But the performance is still bad. I optimized the circular buffer as @schets said, but unfortunately, I couldn't get any speedup. It's still ~40% slower than the segmented queue for SPMC scenarios. I'll put some more energy to find out why it's slow.

@schets
Copy link
Member

schets commented Mar 20, 2018

@jeehoonkang it looks like tx and rx share a cache line, which they shouldn't have to. Also, the writer should cache the last-seen reader index so it doesn't have to hit the other cache line all the time

@jeehoonkang
Copy link
Contributor Author

@schets Thanks for your comments! After applying the optimizations you mentioned, I finally managed to get a good performance result :)

@stjepang I'm thinking of providing crossbeam_circbuf::{bounded,unbounded}::{spsc,spmc} channels in this crate. The crate shows decent performance for these 4 scenarios, though a more thorough performance analysis is needed.
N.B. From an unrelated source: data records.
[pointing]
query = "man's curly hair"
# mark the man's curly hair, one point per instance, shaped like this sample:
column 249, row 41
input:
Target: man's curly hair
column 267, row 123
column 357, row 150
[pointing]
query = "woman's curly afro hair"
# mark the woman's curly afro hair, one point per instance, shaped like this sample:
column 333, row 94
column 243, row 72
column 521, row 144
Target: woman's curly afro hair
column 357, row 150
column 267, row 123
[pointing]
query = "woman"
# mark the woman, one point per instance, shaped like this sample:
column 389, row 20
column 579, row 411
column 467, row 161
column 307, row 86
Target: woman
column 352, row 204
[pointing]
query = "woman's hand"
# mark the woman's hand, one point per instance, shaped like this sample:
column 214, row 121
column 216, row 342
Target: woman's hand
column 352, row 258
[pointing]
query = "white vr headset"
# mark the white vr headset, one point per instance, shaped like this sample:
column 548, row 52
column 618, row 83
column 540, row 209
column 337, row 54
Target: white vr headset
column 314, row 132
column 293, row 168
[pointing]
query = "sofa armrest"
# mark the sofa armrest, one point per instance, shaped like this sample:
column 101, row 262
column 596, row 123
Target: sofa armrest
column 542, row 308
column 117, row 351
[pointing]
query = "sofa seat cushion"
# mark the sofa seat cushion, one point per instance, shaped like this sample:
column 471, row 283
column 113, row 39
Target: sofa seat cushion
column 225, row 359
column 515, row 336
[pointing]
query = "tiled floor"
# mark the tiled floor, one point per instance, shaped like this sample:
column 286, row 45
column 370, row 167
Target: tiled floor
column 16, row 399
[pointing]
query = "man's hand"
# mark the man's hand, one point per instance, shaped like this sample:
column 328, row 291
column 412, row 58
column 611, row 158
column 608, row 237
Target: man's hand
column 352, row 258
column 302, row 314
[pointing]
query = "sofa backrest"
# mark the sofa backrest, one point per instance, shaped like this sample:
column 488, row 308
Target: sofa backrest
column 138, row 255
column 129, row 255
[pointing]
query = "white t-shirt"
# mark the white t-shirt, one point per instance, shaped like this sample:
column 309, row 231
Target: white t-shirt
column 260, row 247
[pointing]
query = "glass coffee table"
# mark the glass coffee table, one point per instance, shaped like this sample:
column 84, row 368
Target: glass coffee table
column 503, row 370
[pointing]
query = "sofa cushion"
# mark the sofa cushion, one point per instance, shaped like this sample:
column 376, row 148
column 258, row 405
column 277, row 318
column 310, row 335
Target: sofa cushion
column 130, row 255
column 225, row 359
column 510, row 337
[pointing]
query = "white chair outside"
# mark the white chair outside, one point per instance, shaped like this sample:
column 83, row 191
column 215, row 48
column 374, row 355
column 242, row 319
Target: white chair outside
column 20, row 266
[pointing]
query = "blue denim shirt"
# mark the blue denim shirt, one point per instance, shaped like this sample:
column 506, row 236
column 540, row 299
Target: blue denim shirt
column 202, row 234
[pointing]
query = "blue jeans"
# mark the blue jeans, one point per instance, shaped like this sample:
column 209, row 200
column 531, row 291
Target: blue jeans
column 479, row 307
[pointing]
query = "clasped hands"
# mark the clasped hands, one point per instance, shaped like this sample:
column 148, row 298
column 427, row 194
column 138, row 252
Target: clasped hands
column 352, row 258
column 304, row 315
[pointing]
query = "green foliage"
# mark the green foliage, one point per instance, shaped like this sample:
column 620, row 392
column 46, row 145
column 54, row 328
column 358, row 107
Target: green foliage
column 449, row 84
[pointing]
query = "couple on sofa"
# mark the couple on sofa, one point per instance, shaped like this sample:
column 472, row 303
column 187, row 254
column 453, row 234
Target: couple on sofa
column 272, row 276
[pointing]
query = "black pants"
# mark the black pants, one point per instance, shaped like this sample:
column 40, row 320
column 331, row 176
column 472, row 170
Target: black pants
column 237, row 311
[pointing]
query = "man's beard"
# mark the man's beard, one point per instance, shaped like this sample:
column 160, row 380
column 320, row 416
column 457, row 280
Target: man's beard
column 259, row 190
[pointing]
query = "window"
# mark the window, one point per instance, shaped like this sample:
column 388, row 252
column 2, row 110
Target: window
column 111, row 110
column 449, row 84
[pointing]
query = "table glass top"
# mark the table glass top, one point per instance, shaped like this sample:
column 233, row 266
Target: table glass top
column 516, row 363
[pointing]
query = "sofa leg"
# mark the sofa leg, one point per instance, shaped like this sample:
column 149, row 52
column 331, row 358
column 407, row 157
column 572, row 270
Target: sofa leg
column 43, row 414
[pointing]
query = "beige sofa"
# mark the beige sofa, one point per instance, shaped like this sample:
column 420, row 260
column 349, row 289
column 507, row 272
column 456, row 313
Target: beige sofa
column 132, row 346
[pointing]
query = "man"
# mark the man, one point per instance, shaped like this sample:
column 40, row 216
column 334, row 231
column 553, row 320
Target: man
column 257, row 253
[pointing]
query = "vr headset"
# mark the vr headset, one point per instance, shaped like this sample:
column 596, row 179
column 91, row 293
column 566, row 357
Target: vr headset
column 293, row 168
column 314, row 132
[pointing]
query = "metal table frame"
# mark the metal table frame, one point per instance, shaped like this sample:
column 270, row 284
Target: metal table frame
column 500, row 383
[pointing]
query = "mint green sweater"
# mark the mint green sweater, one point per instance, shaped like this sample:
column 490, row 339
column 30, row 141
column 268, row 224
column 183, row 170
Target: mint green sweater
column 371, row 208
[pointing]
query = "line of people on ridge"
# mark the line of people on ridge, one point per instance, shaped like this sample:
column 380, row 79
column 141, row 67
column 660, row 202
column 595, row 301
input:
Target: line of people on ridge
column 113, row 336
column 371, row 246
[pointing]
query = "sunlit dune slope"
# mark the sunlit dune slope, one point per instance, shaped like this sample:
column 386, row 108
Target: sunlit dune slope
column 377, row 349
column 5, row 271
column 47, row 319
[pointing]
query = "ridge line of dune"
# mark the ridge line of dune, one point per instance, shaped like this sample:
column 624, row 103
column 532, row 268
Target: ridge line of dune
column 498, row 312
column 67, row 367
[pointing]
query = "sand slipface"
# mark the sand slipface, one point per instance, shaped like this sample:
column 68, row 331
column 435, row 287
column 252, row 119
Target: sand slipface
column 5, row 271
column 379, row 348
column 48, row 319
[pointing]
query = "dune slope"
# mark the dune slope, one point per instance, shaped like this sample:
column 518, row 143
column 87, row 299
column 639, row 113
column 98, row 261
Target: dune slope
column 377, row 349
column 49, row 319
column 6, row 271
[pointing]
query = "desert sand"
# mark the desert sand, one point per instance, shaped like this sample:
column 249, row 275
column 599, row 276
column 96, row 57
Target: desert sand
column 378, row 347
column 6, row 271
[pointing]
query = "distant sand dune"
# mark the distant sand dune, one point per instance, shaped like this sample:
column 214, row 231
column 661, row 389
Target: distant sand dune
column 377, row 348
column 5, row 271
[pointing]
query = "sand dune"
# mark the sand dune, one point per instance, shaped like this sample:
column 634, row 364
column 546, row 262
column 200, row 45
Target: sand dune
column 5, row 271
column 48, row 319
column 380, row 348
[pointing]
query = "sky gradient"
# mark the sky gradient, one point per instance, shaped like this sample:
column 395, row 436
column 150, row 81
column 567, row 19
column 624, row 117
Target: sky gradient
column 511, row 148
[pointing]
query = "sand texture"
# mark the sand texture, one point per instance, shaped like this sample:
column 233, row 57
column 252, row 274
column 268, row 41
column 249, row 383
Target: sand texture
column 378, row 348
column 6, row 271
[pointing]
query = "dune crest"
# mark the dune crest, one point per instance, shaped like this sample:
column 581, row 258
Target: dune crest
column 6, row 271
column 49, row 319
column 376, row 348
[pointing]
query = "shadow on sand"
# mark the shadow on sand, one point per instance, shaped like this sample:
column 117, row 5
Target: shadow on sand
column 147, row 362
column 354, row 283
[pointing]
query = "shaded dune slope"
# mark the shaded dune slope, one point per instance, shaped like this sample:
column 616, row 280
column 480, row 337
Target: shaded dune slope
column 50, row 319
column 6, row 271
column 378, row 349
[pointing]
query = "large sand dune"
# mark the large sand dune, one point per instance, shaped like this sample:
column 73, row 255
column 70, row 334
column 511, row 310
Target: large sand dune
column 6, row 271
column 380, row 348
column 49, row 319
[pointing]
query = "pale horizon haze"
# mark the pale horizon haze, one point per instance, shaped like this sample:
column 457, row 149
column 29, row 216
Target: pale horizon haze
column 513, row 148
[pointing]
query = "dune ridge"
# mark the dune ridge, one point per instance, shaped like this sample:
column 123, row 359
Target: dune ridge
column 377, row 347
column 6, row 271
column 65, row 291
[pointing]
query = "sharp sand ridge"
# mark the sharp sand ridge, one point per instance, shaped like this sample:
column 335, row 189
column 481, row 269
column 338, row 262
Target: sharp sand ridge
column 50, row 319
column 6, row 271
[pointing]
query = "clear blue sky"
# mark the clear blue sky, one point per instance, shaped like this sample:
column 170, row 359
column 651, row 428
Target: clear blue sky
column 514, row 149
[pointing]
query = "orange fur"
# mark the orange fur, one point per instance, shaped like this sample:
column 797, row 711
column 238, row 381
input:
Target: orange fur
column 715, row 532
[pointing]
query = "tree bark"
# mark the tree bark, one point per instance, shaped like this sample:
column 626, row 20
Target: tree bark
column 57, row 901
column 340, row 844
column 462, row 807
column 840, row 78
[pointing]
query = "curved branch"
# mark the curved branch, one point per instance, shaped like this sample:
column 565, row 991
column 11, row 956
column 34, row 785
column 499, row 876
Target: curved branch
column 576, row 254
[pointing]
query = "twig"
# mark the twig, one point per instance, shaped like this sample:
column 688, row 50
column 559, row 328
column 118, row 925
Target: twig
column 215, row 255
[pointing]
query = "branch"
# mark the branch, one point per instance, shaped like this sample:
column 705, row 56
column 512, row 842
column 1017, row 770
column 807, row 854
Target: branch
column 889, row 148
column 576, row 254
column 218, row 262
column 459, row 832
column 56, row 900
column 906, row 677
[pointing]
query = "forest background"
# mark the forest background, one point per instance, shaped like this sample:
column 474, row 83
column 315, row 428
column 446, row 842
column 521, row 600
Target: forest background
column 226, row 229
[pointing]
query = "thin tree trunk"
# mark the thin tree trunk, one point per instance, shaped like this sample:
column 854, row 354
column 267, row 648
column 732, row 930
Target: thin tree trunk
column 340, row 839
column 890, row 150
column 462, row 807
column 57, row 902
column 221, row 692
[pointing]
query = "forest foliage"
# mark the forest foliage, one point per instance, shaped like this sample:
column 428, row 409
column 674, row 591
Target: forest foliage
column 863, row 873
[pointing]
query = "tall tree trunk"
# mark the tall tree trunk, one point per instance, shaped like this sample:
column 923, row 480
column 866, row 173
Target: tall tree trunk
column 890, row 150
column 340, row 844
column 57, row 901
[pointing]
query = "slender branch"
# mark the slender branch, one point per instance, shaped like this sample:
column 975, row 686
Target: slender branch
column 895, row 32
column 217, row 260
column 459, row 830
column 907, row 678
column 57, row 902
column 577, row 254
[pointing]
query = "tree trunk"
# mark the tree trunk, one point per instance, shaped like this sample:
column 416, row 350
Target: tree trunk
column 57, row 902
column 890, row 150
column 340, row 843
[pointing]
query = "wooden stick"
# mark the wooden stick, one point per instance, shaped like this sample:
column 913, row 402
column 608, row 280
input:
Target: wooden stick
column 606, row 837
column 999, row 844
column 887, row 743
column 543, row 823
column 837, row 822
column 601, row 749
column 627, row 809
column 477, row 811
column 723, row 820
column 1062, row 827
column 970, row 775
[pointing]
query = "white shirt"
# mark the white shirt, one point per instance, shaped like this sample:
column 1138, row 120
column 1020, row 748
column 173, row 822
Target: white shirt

A remaining question is whether (1) we publish crossbeam-circbuf as proposed in this RFC, or (2) we prepare for crossbeam-queue. Do you have any opinion? Note that I think the concurrent-circbuf crate is currently quite publishable except for documentation, which I'm working on. Also, for the crossbeam-queue crate, I think we need to: (1) define the interface of the 8 flavors of the queues; (2) rebase crossbeam-channel on crossbeam-queue. Of course we also need to implement bounded/unbounded MPSC/MPMC queues, as suggested in the above comment.

plot

@ghost
Copy link

ghost commented Apr 3, 2018

@jeehoonkang

A remaining question is whether (1) we publish crossbeam-circbuf as proposed in this RFC, or (2) we prepare for crossbeam-queue. Do you have any opinion? Note that I think the concurrent-circbuf crate is currently quite publishable except for documentation, which I'm working on.

I'd prefer going with crossbeam-queue because we'll probably have a bunch of queue variants in the future anyway, so why not organize them all in a single crate? You've already written several concurrent queues. :)

Also, for the crossbeam-queue crate, I think we need to: (1) define the interface of the 8 flavors of the queues;

While I like categorizing queues in terms of spsc/spmc/mpsc/mpmc and bounded/unbounded, there are also other possible strategies. For example, Java has ArrayBlockingQueue, ConcurrentLinkedQueue, LinkedBlockingQueue, and so on. I'm not completely sold on any particular interface design strategy. :) In any case, we can think about that later...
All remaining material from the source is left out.